1. CPU (Processor) – executes instructions
2. Memory (RAM) – stores data temporarily
3. Storage (SSD/HDD) – stores data permanently
4. Input/Output Devices – keyboard, mouse, monitor, etc.
5. Instruction Set Architecture (ISA) – the commands the CPU understands

these parts makes a computer.

CPU (central processing unit)

The CPU (Central Processing Unit) is the brain of the computer. Its job is to Read instructions, Understand (decode) them, Execute them. every program every process every maths problem is done by cpu.

A cpu consist of:

1. ALU (Arithmetic Logic Unit)
2. Registers
3. Control Unit (CU)
4. Cache
5. Clock

ALU (Arithmetic Logic Unit)

ALU (Arithmetic Logic Unit) is a part of the CPU that performs arithmetic operations and logical operations on data. it uses logic gates and stuff to calculate and compare.

It takes input from registers, processes the data, and stores the result in a destination register or memory.

it can perform :

1. arithmetic operations like addition,subrtraction,multiplication and division.

2. logical operation like AND , OR , NOT , XOR.

3. comparison operation like Equal (==), Greater than (>), Less than(<) ,greater than equal (>=) and less than equal (<=).

4. shift operation working with binaries like shift left (<<) , shift right (>>).

5. Status Flag Generation like Common flags: Zero (Z), Carry (C), Sign (S), Overflow (V).

how alu multiply? most of cpu's alu just run the addition x times cause multiplication is addition many times . thats how many microvave dorebell adn electronic uses multiplication and advanced cpu like phone,computer have arthermetic multiplication

Registers

Registers are small, fast storage elements inside the CPU used to temporarily hold data, addresses, or instructions.
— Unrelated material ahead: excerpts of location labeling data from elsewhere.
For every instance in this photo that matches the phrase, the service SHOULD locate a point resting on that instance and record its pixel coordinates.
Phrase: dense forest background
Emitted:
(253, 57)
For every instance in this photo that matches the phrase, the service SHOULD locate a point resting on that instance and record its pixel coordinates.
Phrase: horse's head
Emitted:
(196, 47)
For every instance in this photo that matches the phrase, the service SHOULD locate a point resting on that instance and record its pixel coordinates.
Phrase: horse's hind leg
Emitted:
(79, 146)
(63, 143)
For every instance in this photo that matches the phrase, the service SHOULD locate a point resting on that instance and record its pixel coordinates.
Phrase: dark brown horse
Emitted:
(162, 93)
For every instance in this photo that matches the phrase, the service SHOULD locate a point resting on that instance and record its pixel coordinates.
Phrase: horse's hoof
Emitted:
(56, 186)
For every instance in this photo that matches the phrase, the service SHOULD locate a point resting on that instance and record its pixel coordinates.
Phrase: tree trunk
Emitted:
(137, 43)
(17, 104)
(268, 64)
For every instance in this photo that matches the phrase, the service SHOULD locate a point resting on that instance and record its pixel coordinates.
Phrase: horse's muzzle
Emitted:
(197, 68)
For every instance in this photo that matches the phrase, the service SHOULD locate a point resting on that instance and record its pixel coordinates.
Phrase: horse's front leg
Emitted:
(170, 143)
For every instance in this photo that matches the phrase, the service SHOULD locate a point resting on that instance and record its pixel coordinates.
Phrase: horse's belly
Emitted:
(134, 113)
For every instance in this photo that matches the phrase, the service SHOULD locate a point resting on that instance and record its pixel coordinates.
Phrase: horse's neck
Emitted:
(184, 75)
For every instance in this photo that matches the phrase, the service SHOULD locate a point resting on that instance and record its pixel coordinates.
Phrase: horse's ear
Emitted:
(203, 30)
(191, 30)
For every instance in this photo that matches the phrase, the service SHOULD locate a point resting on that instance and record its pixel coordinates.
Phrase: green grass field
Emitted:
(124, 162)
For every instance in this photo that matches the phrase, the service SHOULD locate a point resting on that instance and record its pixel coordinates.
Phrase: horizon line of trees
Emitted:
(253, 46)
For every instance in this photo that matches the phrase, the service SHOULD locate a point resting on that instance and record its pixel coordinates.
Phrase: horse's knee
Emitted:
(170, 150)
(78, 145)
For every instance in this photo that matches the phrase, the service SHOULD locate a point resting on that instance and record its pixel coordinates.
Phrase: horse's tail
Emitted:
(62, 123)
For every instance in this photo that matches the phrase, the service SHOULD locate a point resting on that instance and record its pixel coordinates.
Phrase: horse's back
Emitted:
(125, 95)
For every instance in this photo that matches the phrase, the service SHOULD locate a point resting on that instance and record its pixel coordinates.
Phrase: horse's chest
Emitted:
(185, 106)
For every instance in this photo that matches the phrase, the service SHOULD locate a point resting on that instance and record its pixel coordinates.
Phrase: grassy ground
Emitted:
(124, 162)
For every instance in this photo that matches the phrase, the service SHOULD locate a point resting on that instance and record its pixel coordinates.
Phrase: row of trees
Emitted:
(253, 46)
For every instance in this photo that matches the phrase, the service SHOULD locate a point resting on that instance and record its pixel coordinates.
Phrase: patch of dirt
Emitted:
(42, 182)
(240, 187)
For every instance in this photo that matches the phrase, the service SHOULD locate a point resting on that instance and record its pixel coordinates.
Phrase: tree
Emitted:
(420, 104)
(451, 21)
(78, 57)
They are directly connected to the data path and ALU, enabling high-speed access

Special-Purpose Registers (The Internal Hardware Control)

These registers have dedicated, unchangeable jobs hardwired into the CPU architecture. Programmers cannot directly use them to store arbitrary data

• Program Counter (PC) – stores the address of the next instruction.
• Instruction Register (IR) – stores the current instruction.
• Status/Flag Register – As mentioned when looking at the ALU, this register holds individual 1-bit flags (Zero, Carry, Overflow, Negative).
• Memory Address Register (MAR) – Holds the physical RAM address that the CPU wants to read from or write to
• Memory Data Register (MDR) – stores data being transferred to or from memory.
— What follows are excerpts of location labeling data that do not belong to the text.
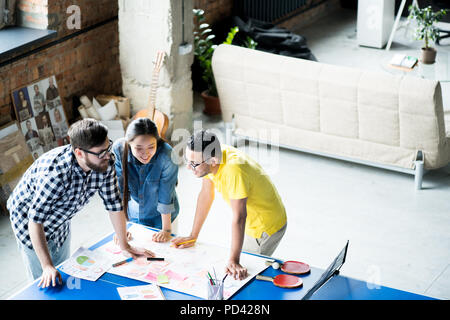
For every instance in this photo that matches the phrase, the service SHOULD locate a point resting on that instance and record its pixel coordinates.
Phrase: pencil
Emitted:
(211, 280)
(122, 262)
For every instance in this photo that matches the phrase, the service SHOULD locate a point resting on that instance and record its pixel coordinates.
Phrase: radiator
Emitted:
(268, 10)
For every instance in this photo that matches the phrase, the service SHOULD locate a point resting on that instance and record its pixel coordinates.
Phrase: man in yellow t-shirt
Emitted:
(259, 217)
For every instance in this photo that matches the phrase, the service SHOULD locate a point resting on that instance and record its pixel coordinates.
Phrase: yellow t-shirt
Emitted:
(240, 177)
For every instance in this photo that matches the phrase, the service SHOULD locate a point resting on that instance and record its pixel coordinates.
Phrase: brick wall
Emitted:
(215, 10)
(88, 62)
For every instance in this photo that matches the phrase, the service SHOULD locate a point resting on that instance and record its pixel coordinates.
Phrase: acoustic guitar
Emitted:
(160, 119)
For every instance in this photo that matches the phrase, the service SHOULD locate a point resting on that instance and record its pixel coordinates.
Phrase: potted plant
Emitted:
(426, 30)
(203, 51)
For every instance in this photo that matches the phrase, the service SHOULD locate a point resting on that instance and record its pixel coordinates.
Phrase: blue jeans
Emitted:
(32, 264)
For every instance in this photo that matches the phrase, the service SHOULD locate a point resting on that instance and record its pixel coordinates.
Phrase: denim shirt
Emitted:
(151, 186)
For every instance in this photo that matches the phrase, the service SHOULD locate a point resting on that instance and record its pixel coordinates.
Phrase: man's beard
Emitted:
(102, 167)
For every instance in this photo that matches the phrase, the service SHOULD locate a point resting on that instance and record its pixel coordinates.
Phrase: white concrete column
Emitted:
(146, 26)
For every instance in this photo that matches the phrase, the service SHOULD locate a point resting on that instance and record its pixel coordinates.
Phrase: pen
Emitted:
(155, 259)
(122, 262)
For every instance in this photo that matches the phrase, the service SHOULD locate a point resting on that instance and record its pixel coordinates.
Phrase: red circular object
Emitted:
(295, 267)
(287, 281)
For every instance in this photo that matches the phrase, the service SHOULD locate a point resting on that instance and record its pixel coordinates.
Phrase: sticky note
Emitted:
(162, 278)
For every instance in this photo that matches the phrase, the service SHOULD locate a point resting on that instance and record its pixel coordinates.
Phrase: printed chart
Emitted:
(86, 264)
(183, 270)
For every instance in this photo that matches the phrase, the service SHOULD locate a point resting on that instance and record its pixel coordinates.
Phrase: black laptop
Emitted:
(331, 271)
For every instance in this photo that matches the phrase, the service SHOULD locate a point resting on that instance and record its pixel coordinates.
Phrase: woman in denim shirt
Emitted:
(152, 176)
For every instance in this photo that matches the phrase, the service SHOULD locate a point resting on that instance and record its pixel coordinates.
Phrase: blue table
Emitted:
(105, 288)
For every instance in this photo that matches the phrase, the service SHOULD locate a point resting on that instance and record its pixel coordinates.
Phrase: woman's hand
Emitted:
(162, 236)
(235, 270)
(116, 240)
(49, 275)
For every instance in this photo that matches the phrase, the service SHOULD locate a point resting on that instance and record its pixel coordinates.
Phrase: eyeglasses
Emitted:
(194, 165)
(102, 153)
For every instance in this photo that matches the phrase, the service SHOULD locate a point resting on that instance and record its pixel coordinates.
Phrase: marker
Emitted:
(122, 262)
(189, 241)
(155, 259)
(210, 279)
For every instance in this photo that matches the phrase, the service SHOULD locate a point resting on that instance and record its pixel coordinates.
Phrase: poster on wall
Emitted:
(43, 121)
(15, 158)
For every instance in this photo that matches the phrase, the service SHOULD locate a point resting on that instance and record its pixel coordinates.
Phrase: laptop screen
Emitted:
(331, 270)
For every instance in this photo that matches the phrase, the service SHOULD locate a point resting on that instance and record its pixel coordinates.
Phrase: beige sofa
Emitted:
(375, 118)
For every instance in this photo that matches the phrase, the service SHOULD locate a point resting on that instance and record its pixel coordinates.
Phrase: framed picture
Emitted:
(43, 120)
(15, 158)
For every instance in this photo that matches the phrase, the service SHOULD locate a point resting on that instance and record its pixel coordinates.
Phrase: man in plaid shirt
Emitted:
(55, 188)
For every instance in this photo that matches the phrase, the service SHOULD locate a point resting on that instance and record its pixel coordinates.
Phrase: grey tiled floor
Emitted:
(399, 237)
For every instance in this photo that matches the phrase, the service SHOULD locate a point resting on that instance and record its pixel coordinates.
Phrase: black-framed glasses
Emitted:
(102, 153)
(194, 165)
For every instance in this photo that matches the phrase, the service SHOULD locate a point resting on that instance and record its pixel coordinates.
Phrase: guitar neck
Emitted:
(152, 97)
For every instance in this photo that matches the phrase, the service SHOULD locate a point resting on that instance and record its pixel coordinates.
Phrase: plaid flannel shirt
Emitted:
(53, 190)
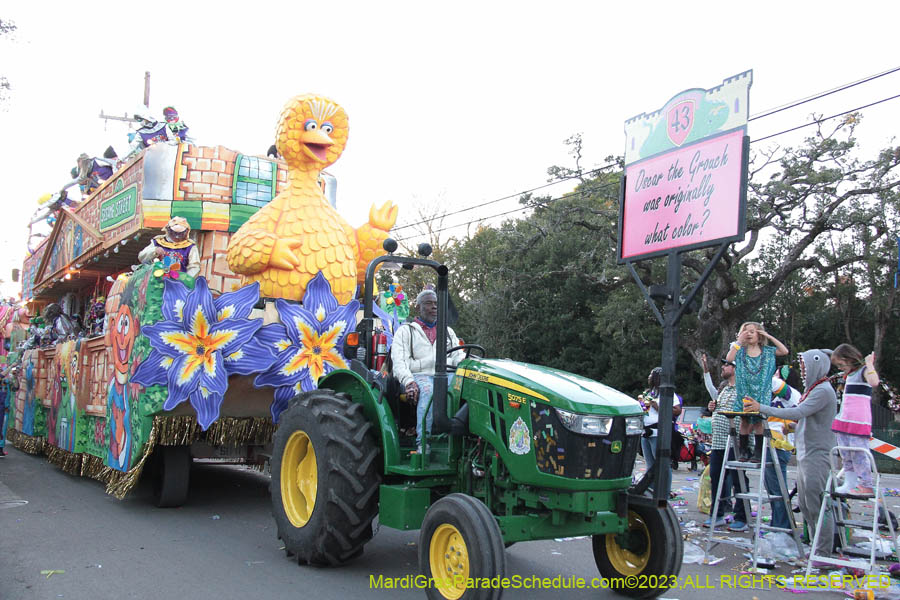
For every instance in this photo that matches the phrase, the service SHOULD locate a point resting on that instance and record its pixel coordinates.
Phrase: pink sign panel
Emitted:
(685, 197)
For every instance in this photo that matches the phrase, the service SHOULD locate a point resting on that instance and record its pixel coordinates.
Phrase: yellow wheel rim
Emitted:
(449, 561)
(626, 561)
(299, 479)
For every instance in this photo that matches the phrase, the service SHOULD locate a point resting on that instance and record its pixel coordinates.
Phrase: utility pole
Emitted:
(125, 117)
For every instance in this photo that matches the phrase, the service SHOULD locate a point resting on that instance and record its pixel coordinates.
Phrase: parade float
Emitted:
(101, 400)
(260, 357)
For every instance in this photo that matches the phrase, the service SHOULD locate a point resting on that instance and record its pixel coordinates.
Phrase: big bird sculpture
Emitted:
(298, 234)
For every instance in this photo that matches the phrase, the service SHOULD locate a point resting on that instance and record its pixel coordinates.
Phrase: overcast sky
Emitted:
(460, 102)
### General-Purpose Registers (GPRs)

General-Purpose Registers (GPRs) are registers inside the CPU used to store data, memory addresses, and intermediate results during program execution. These are the registers that assembly language programmers and compilers interact with directly.

Cache

Cache is a small, extremely fast memory located inside or very close to the CPU. It stores frequently used data and instructions so the CPU can access them faster than RAM.

Memory hierarchy:

Registers
↓
L1 Cache
↓
L2 Cache
↓
L3 Cache
↓
RAM
↓
SSD

Control Unit (CU)

The Control Unit (CU) is the part of the CPU that controls and coordinates all other parts of the CPU.

The Control Unit fetches instructions, decodes them, and tells the CPU components what to do.

CLOCK

A CPU clock (or clock speed) is an internal timing signal that dictates how many operations a processor can execute per second.

Measured in gigahertz (GHz), it acts like the heartbeat of your computer—A higher clock speed means the CPU can perform more clock cycles per second. On each tick, parts of the CPU can perform work.

Fetch–Decode–Execute Cycle

The Fetch–Decode–Execute Cycle is the continuous process by which a CPU runs a program. The CPU repeatedly fetches an instruction from memory, decodes it to determine what operation is required, and then executes it.

#### Fetch The CPU retrieves the next instruction from memory.

• The Program Counter (PC) contains the address of the next instruction.
• The address is sent to memory.
• The instruction is fetched and stored in the Instruction Register (IR).
• The PC is updated to point to the next instruction.

Decode

The Control Unit (CU) interprets the fetched instruction.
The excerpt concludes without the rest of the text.